Developing Digital News in Public Service Media

In this report, we analyse how public service media organisations across six European countries are developing new projects and products to deliver digital news.

All the organisations we cover here face various external challenges, including discussions around the funding, remit, and role of public service media, pressure from private sector media competitors, the rise of platform companies, and continued changes in media use.

Our focus here is specifically on how they respond to these challenges and changes, and on the internal factors that those involved in developing new forms of digital public service news see as influencing the process of product development.

Based on examples from each organisation and 36 interviews with both senior editors and managers as well as people directly involved in each project or product, we identify four foundational factors that our interviewees suggest are necessary for the successful development of new forms of digital news in public service media organisations, and three additional factors that seem to facilitate it.

The four foundational factors are:

  • strong and public support from senior leadership;
  • buy-in from the wider newsroom;
  • the creation of cross-functional teams with the autonomy, skills, and resources to lead and deliver on projects; and
  • an audience-centric approach.

These factors are foundational because they are not substitutable.
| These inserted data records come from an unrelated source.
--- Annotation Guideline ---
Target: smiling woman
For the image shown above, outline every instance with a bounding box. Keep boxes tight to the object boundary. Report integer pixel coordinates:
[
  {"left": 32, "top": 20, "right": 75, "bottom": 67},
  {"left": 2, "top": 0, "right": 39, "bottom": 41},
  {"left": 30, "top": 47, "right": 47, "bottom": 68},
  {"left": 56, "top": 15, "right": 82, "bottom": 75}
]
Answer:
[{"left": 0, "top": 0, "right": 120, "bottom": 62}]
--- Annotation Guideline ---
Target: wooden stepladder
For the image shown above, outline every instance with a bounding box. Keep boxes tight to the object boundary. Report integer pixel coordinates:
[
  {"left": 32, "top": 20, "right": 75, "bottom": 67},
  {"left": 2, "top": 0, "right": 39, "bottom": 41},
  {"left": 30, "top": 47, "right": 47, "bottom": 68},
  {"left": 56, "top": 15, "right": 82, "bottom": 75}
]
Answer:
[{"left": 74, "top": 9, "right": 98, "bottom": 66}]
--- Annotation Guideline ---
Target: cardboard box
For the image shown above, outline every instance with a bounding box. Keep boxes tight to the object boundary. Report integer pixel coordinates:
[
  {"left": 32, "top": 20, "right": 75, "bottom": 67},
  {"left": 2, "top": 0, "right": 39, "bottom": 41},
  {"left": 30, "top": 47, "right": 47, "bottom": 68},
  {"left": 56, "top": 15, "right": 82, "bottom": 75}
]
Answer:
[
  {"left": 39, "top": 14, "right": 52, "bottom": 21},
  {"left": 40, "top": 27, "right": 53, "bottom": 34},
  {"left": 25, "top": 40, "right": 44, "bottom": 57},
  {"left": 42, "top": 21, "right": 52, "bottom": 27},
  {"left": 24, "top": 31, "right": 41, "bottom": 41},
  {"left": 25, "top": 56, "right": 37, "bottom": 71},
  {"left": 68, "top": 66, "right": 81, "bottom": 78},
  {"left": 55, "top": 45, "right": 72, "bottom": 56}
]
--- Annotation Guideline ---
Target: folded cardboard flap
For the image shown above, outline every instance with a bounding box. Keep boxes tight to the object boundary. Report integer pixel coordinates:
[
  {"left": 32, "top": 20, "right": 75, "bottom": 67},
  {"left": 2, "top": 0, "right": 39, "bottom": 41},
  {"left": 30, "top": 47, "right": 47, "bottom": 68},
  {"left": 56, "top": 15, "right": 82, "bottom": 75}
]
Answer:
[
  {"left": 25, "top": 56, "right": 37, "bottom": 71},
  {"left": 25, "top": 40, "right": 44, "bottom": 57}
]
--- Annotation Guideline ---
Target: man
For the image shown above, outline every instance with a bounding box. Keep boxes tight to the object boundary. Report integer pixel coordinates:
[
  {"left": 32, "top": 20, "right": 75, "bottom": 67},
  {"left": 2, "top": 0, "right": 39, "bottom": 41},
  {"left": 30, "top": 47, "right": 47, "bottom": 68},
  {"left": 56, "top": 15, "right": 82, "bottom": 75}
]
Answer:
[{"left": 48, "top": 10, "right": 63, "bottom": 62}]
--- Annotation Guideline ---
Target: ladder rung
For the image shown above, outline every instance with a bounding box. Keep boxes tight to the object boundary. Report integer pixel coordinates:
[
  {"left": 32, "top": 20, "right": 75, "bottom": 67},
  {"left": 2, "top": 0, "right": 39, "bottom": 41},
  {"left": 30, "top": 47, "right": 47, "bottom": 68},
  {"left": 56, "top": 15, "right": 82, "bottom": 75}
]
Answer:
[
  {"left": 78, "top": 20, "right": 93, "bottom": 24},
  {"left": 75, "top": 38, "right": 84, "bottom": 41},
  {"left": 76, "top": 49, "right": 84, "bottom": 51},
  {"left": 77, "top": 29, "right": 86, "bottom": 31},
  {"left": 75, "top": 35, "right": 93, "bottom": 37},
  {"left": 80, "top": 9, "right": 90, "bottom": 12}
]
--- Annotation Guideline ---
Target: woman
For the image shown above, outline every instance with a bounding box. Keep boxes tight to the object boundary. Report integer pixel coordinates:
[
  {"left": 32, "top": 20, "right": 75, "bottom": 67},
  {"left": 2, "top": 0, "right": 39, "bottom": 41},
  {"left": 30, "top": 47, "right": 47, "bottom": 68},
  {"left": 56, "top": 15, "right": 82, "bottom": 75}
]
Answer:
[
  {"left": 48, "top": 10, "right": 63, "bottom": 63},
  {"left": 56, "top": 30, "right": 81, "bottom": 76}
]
Cross-functional teams may be necessary, but they are not sufficient to deliver change. The wider newsroom may want change, but if senior management does not lead, it will not happen.

Across our different case organisations and the countries covered, these seem necessary to develop and sustain new public service news projects and products.

The three facilitating factors include:

  • having a development department specifically for news;
  • being able to bring in new talent; and
  • working with external partners.

These factors in many cases seem to have facilitated development work, but they also represent specific solutions to challenges that can be handled in other ways.

The factors identified are in line with some findings from management studies and organisational sociology on change and innovation, while also being specific to public service media organisations.

External challenges and the wider change in our media environment are factors over which public service media organisations have little or no influence. The internal factors we have discussed here may be hard to influence, but ultimately it is within the power of public service media organisations themselves to change them.

To succeed in the future, public service media organisations have to be able to change – and continue to change – to develop their digital offerings, as the environment transforms. Political actors can, with public support, create an enabling environment for public service media. But it is up to the public service media organisations themselves to find new and effective ways of serving the public.